Dinah

Her father, Jacob, had twelve sons through his marriages to Leah and rachel and their respective handmaidens, but Dinah was his only daughter. Jacob's girl was naturally inquisitive, so when her friends set off to attend a festival of nature, she went with them. Prince Shechem, the son of Hamor the Hevite (a local king), spotted her and lusted after her. Genesis 34:2–4 states that “…he took her, and lay with her, and defiled her. And his soul clave unto Dinah the daughter of Jacob, and he loved the damsel, and spake kindly unto the damsel. And Shechem spake unto his father Hamor, saying, Get me this damsel to wife.” As you can see, the word “rape” is not used, but the writer of Genesis does not include the testimony of Dinah as to whether or not it was consensual. The key word may be “defiled.”

Shechem went to his father and asked his help in securing the girl for his wife. But before Hamor could make an overture to Jacob on his son's behalf, Jacob heard about what had happened to his daughter. He stayed silent and waited for his sons to return from the fields where they had been taking care of the cattle.

King Hamor then appeared at Jacob's house to ask Jacob's permission for Shechem to marry Dinah, making an earnest plea.

…The soul of my son Shechem longeth for your daughter: I pray you give her him to wife. And make ye marriages with us, and give your daughters unto us, and take our daughters unto you. And ye shall dwell with us: and the land shall be before you; dwell and trade ye therein, and get you possessions therein. (Genesis 34:8–10)

Shechem, so desperate to have Dinah as a wife, also made a monetary offer to Jacob and his sons of a dowry fee, in whatever amount they wanted. According to custom, even if Jacob were to refuse, he could still keep the money. Jacob may have deliberated a moment too long, because his sons answered deceitfully for him. They told Shechem and his father that they would gladly take the money, but they had a custom that their sister could only be given to a circumcised male. Further, the Hebrew women could not intermarry with the men of Hamor's kingdom unless all his men were circumcised. To this, Shechem and Hamor agreed.

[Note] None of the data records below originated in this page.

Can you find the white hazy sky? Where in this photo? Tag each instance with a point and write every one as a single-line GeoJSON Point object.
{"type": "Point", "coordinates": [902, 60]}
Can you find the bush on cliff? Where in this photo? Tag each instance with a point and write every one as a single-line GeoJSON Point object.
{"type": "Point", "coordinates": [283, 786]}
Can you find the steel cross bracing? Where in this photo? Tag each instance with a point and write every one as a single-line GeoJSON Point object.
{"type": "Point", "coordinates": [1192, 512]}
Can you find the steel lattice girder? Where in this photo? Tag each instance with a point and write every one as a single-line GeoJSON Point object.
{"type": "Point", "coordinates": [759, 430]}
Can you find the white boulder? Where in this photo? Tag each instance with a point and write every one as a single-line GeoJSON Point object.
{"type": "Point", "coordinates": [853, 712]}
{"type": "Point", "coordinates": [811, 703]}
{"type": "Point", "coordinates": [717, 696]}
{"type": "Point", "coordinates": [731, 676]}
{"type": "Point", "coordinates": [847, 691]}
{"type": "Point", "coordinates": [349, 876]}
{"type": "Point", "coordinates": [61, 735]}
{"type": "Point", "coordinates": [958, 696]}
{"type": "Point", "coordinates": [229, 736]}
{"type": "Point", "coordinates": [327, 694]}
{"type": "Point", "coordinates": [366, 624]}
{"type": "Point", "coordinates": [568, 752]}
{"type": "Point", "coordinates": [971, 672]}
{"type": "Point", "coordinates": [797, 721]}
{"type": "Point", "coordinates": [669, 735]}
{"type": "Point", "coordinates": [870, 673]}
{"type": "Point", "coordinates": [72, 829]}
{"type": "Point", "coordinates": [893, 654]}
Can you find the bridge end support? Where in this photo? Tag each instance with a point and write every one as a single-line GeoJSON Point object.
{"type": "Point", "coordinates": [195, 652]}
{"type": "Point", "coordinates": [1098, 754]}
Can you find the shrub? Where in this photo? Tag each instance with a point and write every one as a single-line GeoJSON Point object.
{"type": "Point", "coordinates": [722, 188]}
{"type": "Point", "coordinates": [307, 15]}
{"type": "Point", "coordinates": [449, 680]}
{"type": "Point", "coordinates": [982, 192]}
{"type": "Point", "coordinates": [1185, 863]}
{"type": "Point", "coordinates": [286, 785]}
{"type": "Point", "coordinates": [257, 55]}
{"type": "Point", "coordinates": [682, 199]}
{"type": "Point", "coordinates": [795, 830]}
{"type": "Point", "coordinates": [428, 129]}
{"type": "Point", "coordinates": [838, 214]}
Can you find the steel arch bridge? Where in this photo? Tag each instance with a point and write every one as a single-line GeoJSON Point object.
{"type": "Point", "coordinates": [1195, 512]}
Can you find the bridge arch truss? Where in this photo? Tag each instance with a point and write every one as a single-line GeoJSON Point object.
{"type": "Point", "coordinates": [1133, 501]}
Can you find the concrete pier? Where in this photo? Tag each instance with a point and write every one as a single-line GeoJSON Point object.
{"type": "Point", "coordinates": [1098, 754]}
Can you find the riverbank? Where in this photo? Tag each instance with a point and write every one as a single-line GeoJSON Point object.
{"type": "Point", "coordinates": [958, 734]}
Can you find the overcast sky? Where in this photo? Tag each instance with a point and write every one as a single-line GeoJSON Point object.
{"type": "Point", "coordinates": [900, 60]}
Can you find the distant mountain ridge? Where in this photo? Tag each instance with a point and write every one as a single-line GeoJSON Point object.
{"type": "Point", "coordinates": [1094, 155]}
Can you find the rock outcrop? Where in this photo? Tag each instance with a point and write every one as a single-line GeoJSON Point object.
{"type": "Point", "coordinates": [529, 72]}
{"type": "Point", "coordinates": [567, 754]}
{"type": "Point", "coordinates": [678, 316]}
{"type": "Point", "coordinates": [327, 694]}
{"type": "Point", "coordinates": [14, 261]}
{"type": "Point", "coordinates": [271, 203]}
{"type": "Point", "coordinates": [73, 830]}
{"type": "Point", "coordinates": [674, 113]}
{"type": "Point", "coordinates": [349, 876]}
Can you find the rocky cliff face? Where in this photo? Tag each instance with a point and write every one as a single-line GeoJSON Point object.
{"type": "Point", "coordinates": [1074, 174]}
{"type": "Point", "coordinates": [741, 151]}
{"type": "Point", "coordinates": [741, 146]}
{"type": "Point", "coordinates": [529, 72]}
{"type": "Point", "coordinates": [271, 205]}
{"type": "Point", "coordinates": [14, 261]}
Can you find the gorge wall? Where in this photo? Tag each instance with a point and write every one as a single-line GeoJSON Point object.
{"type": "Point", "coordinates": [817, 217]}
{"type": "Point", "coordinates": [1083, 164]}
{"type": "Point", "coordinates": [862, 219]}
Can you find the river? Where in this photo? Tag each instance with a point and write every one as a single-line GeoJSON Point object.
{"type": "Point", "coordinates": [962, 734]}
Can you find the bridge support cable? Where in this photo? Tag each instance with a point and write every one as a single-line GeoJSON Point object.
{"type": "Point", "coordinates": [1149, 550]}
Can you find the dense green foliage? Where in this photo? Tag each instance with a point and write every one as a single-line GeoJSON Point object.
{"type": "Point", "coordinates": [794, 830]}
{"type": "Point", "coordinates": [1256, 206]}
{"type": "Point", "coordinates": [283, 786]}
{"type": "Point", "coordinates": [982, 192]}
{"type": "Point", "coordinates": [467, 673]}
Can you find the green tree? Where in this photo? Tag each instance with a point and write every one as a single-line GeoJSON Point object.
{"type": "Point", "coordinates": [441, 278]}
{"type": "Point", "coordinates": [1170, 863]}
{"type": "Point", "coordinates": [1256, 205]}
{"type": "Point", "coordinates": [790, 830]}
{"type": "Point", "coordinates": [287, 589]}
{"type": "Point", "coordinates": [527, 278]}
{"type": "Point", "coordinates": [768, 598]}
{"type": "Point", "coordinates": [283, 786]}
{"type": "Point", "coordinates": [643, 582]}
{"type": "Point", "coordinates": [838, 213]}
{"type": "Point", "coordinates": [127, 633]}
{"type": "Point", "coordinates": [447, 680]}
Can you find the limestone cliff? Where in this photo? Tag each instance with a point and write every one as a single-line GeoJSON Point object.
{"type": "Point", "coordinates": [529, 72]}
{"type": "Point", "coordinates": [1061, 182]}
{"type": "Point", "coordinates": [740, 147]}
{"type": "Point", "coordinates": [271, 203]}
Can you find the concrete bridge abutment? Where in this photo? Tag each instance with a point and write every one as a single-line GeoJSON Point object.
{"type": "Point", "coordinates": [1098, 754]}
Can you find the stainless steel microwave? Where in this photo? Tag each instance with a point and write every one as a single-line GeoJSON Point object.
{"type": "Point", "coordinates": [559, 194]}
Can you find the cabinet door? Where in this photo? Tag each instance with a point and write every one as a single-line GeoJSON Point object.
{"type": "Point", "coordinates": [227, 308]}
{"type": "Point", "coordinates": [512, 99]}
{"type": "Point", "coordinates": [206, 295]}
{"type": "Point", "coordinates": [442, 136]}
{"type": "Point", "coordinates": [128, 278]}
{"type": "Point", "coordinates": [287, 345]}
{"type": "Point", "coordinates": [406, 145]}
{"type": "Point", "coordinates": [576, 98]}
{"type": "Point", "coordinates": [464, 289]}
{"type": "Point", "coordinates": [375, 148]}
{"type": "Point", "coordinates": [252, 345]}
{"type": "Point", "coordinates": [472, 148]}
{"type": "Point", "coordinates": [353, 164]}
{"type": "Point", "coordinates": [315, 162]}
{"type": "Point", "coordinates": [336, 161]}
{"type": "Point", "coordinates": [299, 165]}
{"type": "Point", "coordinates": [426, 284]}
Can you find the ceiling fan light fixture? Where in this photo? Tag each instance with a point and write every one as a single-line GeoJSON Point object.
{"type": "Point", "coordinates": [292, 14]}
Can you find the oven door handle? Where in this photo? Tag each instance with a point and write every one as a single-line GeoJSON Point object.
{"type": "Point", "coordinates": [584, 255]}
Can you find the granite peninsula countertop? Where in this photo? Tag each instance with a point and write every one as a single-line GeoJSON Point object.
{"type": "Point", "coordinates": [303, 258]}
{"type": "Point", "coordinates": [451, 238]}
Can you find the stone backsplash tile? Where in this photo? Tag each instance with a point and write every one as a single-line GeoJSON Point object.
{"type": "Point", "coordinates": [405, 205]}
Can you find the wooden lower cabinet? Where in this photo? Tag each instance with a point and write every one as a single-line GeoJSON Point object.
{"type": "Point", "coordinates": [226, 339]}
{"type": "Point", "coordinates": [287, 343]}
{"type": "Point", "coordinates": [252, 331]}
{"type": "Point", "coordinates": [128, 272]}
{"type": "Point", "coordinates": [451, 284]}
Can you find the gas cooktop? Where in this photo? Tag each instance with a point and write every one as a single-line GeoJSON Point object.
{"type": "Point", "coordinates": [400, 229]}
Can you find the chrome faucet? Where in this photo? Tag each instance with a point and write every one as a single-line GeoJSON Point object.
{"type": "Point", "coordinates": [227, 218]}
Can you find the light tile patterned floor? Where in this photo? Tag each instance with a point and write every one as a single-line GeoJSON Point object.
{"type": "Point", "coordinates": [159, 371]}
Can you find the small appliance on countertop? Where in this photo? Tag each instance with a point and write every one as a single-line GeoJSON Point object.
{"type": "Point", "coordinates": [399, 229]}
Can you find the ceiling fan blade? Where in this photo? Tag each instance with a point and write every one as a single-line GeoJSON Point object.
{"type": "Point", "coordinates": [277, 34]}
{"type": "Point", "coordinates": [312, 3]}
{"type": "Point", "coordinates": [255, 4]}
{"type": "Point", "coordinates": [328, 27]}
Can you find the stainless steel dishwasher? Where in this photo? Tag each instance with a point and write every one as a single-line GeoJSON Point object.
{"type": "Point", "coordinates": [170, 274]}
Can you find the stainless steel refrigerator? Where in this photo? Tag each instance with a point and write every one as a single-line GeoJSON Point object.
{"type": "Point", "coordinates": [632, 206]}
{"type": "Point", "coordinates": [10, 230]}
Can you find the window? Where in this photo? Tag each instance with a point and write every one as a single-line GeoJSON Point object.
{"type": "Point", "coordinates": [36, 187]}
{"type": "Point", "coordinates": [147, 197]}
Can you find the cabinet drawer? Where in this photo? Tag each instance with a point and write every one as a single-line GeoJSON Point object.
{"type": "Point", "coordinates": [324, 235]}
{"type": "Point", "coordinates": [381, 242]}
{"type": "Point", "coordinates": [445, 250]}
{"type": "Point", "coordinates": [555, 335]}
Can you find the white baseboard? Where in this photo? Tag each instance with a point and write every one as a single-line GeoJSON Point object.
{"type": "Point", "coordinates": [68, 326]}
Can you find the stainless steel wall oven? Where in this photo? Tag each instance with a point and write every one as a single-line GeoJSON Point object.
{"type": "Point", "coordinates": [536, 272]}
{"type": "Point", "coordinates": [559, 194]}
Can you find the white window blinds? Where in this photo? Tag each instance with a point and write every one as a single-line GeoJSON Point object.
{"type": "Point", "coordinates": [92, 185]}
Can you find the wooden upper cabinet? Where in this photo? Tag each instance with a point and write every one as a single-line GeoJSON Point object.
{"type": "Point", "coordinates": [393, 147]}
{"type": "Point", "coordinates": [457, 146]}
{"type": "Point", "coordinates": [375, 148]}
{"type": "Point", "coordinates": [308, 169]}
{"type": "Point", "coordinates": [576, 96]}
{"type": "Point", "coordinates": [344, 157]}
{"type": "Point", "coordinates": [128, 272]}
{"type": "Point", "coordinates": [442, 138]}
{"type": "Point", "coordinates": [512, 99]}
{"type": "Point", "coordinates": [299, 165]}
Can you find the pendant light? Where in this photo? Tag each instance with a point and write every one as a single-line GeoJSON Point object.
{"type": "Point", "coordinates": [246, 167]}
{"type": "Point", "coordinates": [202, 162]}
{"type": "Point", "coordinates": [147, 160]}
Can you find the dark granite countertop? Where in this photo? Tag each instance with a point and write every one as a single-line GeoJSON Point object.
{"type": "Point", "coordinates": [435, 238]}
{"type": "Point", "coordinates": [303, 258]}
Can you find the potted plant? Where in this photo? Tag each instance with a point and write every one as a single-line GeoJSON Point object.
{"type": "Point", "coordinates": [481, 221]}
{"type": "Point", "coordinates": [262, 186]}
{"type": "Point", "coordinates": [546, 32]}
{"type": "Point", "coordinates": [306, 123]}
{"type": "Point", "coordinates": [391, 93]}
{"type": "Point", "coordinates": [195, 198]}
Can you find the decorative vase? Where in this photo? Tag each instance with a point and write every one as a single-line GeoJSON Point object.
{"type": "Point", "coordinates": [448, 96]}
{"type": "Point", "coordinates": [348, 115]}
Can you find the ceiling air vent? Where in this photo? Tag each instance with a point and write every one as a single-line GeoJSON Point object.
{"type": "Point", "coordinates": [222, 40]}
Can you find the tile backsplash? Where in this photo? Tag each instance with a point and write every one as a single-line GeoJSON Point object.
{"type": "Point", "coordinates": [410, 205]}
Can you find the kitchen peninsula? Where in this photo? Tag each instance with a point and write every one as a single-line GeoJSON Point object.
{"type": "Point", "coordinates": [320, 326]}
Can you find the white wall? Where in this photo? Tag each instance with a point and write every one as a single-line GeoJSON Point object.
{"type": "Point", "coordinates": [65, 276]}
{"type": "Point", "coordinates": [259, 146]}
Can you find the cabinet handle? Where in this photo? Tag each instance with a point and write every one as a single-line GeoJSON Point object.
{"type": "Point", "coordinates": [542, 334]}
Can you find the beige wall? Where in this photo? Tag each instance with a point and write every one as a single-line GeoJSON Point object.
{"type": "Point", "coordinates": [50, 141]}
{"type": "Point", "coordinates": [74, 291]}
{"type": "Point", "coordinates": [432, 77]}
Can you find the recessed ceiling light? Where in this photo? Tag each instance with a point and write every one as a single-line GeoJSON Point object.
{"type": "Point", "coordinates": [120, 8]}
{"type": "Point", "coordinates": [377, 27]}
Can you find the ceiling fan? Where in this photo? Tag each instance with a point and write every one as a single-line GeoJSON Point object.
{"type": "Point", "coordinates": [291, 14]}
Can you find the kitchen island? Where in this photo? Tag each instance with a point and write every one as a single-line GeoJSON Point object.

Dinah must have gone with Shechem to stay in his house as his guest (Genesis 34:17, 26). Three days after the mass circumcision, while Hamor's men were still in some pain, Dinah's brothers, Simeon and Levi, armed with swords, massacred all the newly circumcised men, including the king and Shechem. They took Dinah out of Shechem's house and returned to Jacob. But Jacob was not happy, and the boys found they now had to defend their actions to their father.

And Jacob said to Simeon and Levi, Ye have troubled me to make me to stink among the inhabitants of the land, among the Canaanites and the Perizzites: and I being few in number, they shall gather themselves together against me, and slay me; and I shall be destroyed, I and my house. And they said, Should he deal with our sister as with a harlot? (Genesis 34:30'31)

Some biblical scholars assert that the revenge of the brothers of Dinah upon the men of Shechem's community was the inciting incident used by the Hebrews to lay claim to the territory. The midrashic literature elaborates on the story by suggesting that the boys, Simeon and Levi, were just teenagers with a highly developed sense of morality, and zealous in their demonstration of it. The aging patriarch Jacob ensures that they will not be able to do such a thing again by reducing their portions of inherited tribal lands.